La prima consiste nel portare il Polo nelle piazze con l’ausilio di una installazione mobile, che ha assunto la forma di una 500 storica, icona della produzione industriale torinese del secolo scorso, che sia in grado di raccogliere testimonianze, opinioni e suggerimenti da parte di target diversi della cittadinanza, attraverso la somministrazione di questionari, la presenza di attività ludico-partecipative e la realizzazione di videointerviste.
Queste attività, incentrate sulla dicotomia ‘900/contemporaneo hanno il compito di individuare le principali aspettative della gente nei confronti del Polo, per poi fare in modo che le istanze raccolte vengano divulgate agli istituti a cui è attribuito il difficile compito di preservare la propria identità aprendosi verso il futuro.
La seconda attività di esplorazione e di apertura verso l’esterno riguarda la calendarizzazione di una serie di incontri in Italia e in Europa finalizzati alla scoperta di best practice. A questi incontri, secondo una logica di totale apertura, partecipano congiuntamente i delegati degli istituti e della Compagnia di San Paolo. Gli appuntamenti sono dedicati allo studio diretto di realtà simili per contenuti o ritenute particolarmente innovative per alcuni processi virtuosi avviati. Tra gli spazi già visitati la Filmoteca de Catalunya a Barcellona, il Museo delle Culture e lo spazio Open di Milano. Tra le realtà da scoprire la Maison de Metallos di Parigi, l’Istituto di Storia Sociale di Amsterdam o l’AMSAB di Gent.
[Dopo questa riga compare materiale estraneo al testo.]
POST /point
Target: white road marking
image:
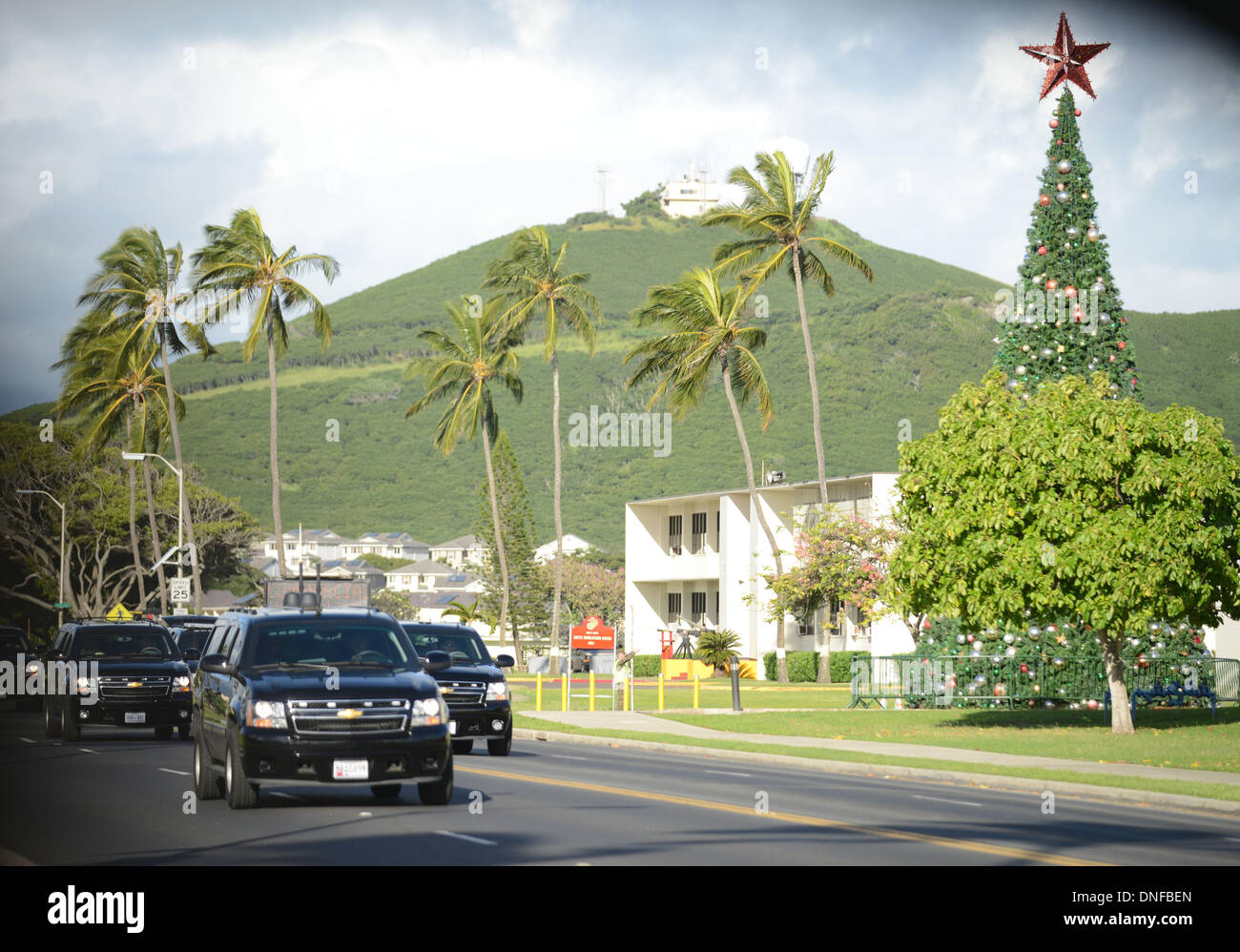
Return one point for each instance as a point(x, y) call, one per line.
point(943, 799)
point(470, 839)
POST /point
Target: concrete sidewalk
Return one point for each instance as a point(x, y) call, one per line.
point(648, 724)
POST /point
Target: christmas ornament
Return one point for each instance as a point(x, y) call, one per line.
point(1065, 60)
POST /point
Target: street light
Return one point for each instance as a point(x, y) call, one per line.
point(61, 603)
point(180, 505)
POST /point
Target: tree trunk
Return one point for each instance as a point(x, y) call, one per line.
point(559, 524)
point(276, 466)
point(1121, 714)
point(499, 534)
point(781, 663)
point(155, 546)
point(174, 427)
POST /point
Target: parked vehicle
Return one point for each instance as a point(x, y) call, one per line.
point(321, 696)
point(474, 686)
point(128, 673)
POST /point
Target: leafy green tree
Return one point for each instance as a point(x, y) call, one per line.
point(460, 371)
point(532, 281)
point(239, 269)
point(136, 292)
point(706, 331)
point(779, 227)
point(1069, 505)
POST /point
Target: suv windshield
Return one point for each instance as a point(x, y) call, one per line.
point(123, 642)
point(319, 642)
point(464, 646)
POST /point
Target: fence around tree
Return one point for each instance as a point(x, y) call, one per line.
point(1001, 681)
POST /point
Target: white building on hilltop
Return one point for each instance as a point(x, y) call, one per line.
point(695, 562)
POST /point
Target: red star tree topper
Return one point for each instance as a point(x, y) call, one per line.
point(1065, 58)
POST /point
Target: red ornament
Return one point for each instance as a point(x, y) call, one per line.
point(1064, 60)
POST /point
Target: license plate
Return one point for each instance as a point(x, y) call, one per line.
point(350, 769)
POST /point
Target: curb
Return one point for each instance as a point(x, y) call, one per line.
point(992, 781)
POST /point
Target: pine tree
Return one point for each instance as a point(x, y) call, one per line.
point(1066, 317)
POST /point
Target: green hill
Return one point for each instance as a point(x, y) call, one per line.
point(888, 351)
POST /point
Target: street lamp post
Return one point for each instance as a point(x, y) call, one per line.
point(60, 603)
point(180, 506)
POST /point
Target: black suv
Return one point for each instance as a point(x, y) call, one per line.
point(474, 686)
point(115, 672)
point(308, 695)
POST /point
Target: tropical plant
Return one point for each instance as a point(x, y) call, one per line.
point(135, 292)
point(707, 331)
point(239, 269)
point(717, 647)
point(779, 227)
point(462, 371)
point(531, 281)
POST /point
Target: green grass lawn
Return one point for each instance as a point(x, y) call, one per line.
point(1165, 737)
point(1215, 791)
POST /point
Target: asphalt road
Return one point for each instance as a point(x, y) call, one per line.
point(120, 797)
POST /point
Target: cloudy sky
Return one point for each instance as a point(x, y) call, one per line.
point(392, 134)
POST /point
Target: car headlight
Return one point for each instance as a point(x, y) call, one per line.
point(267, 714)
point(497, 691)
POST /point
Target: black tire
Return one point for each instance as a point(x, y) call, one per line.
point(239, 793)
point(503, 746)
point(206, 782)
point(438, 793)
point(70, 728)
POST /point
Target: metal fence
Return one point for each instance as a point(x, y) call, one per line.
point(1000, 681)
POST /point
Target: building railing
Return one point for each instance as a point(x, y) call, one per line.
point(1000, 681)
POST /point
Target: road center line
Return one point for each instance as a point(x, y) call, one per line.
point(470, 839)
point(748, 811)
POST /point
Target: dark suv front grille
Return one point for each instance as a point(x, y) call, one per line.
point(334, 718)
point(140, 687)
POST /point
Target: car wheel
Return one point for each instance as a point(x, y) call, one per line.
point(206, 783)
point(439, 793)
point(503, 746)
point(240, 794)
point(70, 728)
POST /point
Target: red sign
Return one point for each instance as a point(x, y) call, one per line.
point(593, 634)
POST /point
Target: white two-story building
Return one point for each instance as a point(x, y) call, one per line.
point(697, 562)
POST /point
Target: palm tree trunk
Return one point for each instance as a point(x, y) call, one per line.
point(781, 663)
point(499, 534)
point(559, 522)
point(276, 466)
point(155, 546)
point(174, 427)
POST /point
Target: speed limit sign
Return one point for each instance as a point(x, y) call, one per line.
point(180, 589)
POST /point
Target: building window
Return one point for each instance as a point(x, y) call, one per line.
point(674, 529)
point(697, 541)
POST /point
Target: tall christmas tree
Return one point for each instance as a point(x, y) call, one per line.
point(1065, 315)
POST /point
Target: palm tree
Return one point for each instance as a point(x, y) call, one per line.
point(460, 371)
point(135, 292)
point(532, 281)
point(779, 227)
point(238, 265)
point(706, 330)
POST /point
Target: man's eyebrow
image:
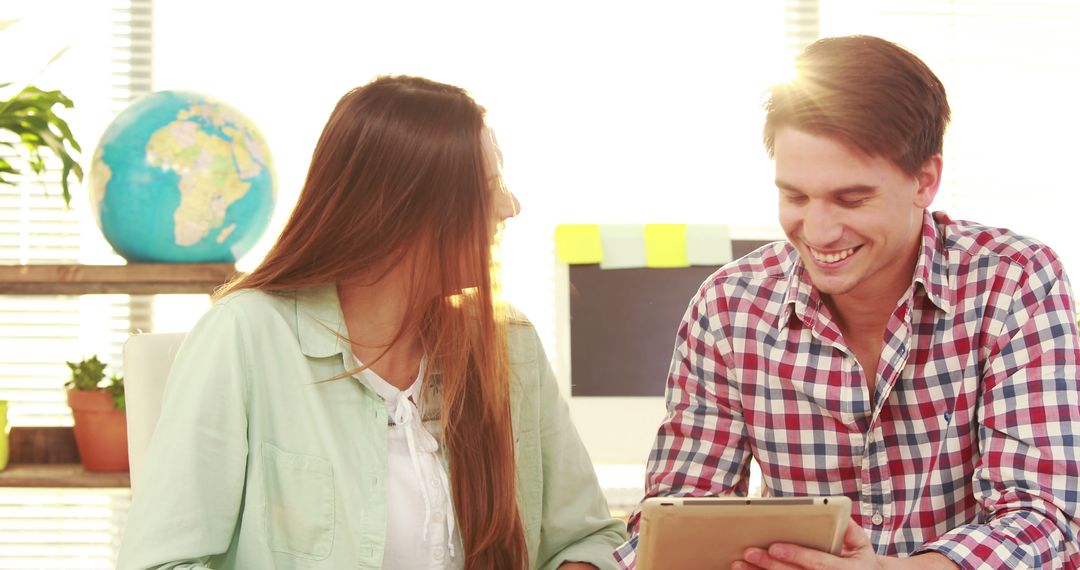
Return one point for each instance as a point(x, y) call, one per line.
point(846, 190)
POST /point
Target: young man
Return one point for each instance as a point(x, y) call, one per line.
point(927, 368)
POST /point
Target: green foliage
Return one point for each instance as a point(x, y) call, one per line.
point(30, 118)
point(90, 374)
point(32, 126)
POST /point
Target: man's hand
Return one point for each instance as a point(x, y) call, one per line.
point(858, 554)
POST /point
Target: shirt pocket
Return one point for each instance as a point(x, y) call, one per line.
point(298, 503)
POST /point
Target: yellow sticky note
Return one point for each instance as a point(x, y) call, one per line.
point(665, 245)
point(578, 243)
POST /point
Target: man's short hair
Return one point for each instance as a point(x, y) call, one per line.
point(866, 92)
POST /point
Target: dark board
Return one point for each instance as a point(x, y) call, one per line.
point(623, 324)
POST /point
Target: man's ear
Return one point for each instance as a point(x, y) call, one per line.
point(929, 178)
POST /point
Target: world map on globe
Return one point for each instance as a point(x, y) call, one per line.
point(181, 177)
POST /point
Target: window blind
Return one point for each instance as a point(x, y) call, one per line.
point(108, 40)
point(109, 64)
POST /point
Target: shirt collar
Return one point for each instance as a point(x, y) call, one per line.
point(320, 325)
point(931, 271)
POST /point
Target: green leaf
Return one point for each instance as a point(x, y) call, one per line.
point(29, 114)
point(57, 55)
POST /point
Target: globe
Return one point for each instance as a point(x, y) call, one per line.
point(181, 177)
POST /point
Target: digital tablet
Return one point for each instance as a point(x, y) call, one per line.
point(699, 533)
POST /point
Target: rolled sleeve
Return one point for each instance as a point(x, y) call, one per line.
point(1027, 477)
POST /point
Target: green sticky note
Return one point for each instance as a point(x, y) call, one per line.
point(665, 245)
point(578, 243)
point(707, 244)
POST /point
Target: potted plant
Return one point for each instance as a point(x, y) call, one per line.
point(100, 425)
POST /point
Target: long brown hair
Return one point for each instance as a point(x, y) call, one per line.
point(400, 168)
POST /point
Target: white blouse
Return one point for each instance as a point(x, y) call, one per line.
point(420, 525)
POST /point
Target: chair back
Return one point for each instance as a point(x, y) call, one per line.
point(147, 361)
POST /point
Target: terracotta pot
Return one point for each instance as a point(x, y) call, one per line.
point(100, 431)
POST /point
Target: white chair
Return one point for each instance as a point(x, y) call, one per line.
point(147, 360)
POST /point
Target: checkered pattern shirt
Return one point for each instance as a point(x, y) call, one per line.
point(970, 446)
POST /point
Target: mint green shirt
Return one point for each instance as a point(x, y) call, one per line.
point(254, 463)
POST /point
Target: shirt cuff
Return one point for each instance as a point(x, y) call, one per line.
point(1018, 544)
point(626, 555)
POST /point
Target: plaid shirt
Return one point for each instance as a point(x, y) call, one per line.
point(970, 447)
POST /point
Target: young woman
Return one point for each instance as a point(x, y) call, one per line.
point(362, 399)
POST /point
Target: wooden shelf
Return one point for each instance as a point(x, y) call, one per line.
point(59, 475)
point(133, 279)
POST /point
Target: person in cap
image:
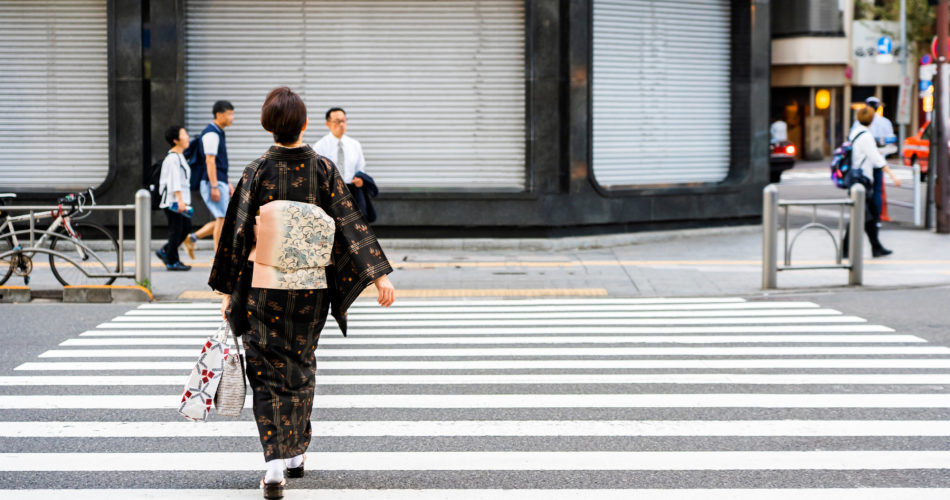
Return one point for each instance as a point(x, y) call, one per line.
point(881, 128)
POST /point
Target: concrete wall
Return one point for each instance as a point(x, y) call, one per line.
point(562, 196)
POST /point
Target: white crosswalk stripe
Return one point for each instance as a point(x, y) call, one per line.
point(747, 395)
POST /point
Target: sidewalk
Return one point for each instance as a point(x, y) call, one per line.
point(704, 262)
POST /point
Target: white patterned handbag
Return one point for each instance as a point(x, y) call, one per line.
point(229, 400)
point(203, 382)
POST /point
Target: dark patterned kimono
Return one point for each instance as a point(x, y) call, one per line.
point(280, 328)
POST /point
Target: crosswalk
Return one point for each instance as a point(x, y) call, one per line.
point(691, 398)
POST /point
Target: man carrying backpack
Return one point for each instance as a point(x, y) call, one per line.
point(209, 159)
point(866, 158)
point(175, 197)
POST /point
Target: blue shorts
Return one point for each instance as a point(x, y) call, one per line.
point(218, 208)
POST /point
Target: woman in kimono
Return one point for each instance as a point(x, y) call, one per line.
point(315, 255)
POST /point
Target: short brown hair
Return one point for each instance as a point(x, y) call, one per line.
point(283, 114)
point(866, 115)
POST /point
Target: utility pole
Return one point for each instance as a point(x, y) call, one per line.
point(902, 128)
point(942, 108)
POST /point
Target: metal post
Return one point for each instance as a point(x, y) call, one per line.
point(143, 236)
point(121, 257)
point(856, 241)
point(902, 128)
point(918, 204)
point(769, 237)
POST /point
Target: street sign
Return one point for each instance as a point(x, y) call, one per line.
point(884, 45)
point(904, 100)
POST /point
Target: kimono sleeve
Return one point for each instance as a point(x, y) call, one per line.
point(237, 235)
point(357, 257)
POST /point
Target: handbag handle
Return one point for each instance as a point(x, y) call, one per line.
point(221, 335)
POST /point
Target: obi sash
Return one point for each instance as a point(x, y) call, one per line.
point(294, 244)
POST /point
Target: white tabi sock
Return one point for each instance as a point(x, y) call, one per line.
point(275, 471)
point(293, 463)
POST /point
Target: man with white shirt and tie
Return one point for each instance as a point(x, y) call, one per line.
point(344, 151)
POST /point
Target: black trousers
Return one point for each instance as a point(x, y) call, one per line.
point(872, 215)
point(179, 227)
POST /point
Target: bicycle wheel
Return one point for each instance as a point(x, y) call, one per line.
point(103, 259)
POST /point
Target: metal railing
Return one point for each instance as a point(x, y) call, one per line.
point(143, 235)
point(917, 205)
point(770, 209)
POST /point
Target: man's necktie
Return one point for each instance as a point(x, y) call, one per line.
point(340, 157)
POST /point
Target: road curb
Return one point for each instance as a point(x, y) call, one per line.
point(106, 294)
point(591, 242)
point(14, 294)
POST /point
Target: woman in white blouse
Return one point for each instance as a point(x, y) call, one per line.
point(865, 156)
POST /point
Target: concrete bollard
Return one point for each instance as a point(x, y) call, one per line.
point(143, 236)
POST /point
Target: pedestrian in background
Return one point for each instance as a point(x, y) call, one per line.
point(347, 154)
point(174, 185)
point(881, 128)
point(865, 156)
point(211, 165)
point(280, 311)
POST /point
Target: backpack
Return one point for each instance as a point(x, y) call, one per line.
point(843, 173)
point(194, 155)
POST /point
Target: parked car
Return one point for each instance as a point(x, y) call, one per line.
point(917, 148)
point(781, 159)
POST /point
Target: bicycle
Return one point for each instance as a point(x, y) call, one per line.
point(67, 243)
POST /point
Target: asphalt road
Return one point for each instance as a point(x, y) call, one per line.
point(32, 331)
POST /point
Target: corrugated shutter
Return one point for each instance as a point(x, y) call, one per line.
point(54, 109)
point(433, 89)
point(661, 77)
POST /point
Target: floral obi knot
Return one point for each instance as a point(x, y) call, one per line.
point(294, 243)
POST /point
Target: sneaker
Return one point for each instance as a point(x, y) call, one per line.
point(190, 245)
point(178, 266)
point(881, 252)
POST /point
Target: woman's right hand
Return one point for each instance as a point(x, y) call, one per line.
point(225, 303)
point(386, 291)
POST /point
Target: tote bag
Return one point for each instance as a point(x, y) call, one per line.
point(199, 392)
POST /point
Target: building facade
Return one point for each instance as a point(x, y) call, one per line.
point(503, 115)
point(825, 64)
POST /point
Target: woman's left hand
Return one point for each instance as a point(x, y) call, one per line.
point(386, 291)
point(225, 304)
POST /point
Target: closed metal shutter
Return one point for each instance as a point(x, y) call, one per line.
point(661, 78)
point(54, 109)
point(433, 89)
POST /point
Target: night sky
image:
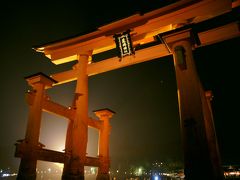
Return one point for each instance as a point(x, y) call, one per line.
point(146, 124)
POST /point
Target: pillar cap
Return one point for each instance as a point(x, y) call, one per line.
point(40, 78)
point(104, 112)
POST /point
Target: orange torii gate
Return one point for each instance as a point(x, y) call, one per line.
point(174, 29)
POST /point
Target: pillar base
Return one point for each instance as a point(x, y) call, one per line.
point(103, 177)
point(73, 177)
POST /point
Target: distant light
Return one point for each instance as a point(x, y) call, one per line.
point(5, 175)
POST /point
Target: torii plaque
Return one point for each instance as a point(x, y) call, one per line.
point(168, 30)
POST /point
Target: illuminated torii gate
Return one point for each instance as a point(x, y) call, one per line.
point(174, 29)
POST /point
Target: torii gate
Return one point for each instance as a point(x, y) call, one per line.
point(174, 29)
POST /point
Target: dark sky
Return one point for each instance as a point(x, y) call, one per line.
point(146, 124)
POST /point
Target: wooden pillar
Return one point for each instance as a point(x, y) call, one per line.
point(199, 142)
point(78, 128)
point(27, 168)
point(104, 115)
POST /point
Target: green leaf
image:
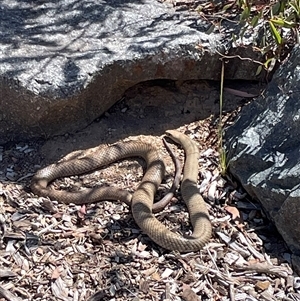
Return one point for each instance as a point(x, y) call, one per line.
point(245, 14)
point(275, 33)
point(275, 9)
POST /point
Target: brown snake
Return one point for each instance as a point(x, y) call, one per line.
point(142, 198)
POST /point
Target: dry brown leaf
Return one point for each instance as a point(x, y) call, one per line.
point(233, 211)
point(189, 295)
point(82, 212)
point(55, 274)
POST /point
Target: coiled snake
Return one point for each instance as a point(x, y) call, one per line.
point(142, 198)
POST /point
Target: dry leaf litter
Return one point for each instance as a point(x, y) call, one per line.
point(53, 251)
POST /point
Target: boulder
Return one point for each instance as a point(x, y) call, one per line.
point(264, 150)
point(64, 63)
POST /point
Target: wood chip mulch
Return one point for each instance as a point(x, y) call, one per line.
point(53, 251)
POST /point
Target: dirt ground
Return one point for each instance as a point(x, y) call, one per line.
point(53, 251)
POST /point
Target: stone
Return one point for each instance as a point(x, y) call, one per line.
point(64, 63)
point(264, 150)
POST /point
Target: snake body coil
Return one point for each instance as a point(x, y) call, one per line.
point(142, 198)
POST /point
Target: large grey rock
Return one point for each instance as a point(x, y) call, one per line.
point(63, 63)
point(264, 150)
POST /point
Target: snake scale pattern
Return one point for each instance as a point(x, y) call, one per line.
point(142, 199)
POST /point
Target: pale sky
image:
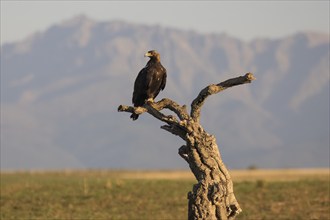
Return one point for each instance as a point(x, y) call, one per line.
point(242, 19)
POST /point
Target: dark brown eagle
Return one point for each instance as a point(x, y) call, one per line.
point(150, 80)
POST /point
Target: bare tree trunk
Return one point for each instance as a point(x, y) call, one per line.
point(213, 195)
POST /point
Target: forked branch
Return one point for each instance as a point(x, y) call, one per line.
point(198, 102)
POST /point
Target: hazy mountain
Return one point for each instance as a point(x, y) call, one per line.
point(60, 90)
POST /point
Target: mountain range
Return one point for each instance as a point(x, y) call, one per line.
point(60, 89)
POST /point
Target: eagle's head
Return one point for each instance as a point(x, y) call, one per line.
point(153, 54)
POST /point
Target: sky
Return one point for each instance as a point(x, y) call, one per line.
point(245, 20)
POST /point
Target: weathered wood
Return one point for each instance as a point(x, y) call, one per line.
point(213, 195)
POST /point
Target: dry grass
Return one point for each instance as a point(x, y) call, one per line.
point(263, 194)
point(237, 175)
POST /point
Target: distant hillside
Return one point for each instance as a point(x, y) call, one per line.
point(60, 90)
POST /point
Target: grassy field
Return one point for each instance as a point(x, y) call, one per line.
point(102, 195)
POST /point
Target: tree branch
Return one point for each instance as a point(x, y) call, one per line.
point(198, 102)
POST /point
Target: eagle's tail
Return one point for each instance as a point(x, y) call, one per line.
point(134, 116)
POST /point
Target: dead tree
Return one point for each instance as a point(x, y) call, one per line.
point(213, 195)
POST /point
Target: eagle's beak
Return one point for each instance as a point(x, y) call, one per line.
point(147, 54)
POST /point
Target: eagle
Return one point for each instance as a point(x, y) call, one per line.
point(150, 80)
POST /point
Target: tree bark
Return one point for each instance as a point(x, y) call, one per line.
point(213, 195)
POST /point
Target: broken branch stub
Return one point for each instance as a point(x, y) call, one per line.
point(213, 195)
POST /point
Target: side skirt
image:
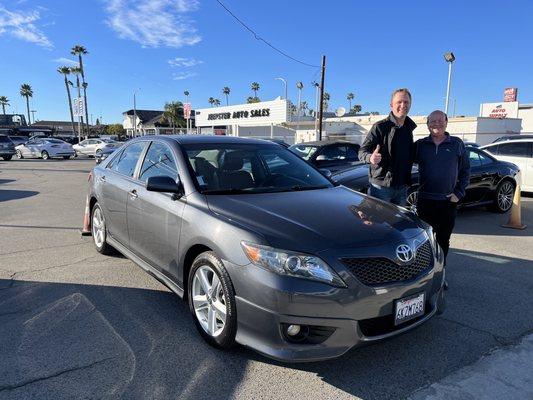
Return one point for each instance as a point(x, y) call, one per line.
point(147, 267)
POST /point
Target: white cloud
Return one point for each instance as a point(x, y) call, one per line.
point(154, 23)
point(183, 75)
point(22, 26)
point(184, 62)
point(65, 61)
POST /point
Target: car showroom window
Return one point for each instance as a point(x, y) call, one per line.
point(159, 161)
point(515, 149)
point(125, 165)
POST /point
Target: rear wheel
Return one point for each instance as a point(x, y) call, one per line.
point(504, 196)
point(212, 300)
point(99, 231)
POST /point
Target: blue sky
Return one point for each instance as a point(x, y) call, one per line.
point(166, 46)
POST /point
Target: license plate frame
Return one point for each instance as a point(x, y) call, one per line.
point(409, 307)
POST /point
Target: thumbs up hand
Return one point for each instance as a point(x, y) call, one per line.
point(375, 158)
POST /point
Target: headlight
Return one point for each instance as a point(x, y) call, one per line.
point(289, 263)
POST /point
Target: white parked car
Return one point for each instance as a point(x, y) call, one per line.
point(519, 152)
point(95, 147)
point(45, 148)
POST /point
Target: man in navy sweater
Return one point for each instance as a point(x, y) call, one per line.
point(444, 173)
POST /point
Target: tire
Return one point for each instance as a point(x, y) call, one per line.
point(503, 199)
point(99, 230)
point(222, 333)
point(412, 197)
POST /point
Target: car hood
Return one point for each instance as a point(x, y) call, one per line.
point(316, 220)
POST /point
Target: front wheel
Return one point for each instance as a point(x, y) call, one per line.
point(504, 197)
point(212, 301)
point(99, 231)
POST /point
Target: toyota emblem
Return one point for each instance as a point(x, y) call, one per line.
point(404, 253)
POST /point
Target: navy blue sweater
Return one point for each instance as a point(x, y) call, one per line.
point(442, 169)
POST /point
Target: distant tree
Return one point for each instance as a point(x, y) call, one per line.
point(27, 92)
point(350, 96)
point(226, 91)
point(255, 88)
point(4, 101)
point(357, 108)
point(173, 114)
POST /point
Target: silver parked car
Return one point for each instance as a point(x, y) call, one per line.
point(44, 148)
point(267, 251)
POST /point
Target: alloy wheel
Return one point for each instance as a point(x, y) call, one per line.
point(209, 301)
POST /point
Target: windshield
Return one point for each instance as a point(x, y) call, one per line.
point(250, 168)
point(303, 151)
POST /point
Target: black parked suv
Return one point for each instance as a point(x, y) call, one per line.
point(7, 148)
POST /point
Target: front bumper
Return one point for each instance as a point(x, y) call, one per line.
point(355, 315)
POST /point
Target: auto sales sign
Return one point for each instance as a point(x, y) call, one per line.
point(500, 110)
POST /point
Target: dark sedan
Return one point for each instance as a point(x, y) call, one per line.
point(492, 181)
point(331, 155)
point(284, 262)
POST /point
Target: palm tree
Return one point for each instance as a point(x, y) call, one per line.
point(255, 88)
point(79, 51)
point(174, 114)
point(77, 71)
point(66, 71)
point(357, 108)
point(4, 101)
point(27, 91)
point(350, 96)
point(226, 91)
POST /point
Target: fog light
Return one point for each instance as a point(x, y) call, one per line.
point(293, 330)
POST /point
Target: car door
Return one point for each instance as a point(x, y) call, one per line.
point(117, 185)
point(154, 218)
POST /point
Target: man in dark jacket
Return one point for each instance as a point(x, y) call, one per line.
point(388, 148)
point(444, 173)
Azioni funzionali a gestire la pianificazione, l’apertura e la messa a regime delle attività nella maniera più chiara, condivisa ed efficace possibile.
Il Polo del ‘900 è: Istituto Gramsci, Fondazione Vera Nocentini, Istituto Salvemini, Istituto per la Memoria del Lavoro (ISMEL), Centro Studi Piero Gobetti, Fondazione Donat Cattin, Unione Culturale Franco Antonicelli, Rete Italiana di Cultura Popolare, Museo Diffuso, Istoreto, Archivio Nazionale Cinematografico della Resistenxza (ANCR), Centro Primo Levi.
Roberto Albano è Dottore di ricerca in Pianificazione territoriale, Ricercatore presso la Fondazione Fitzcarraldo. docente di urbanistica presso il Politecnico di Torino.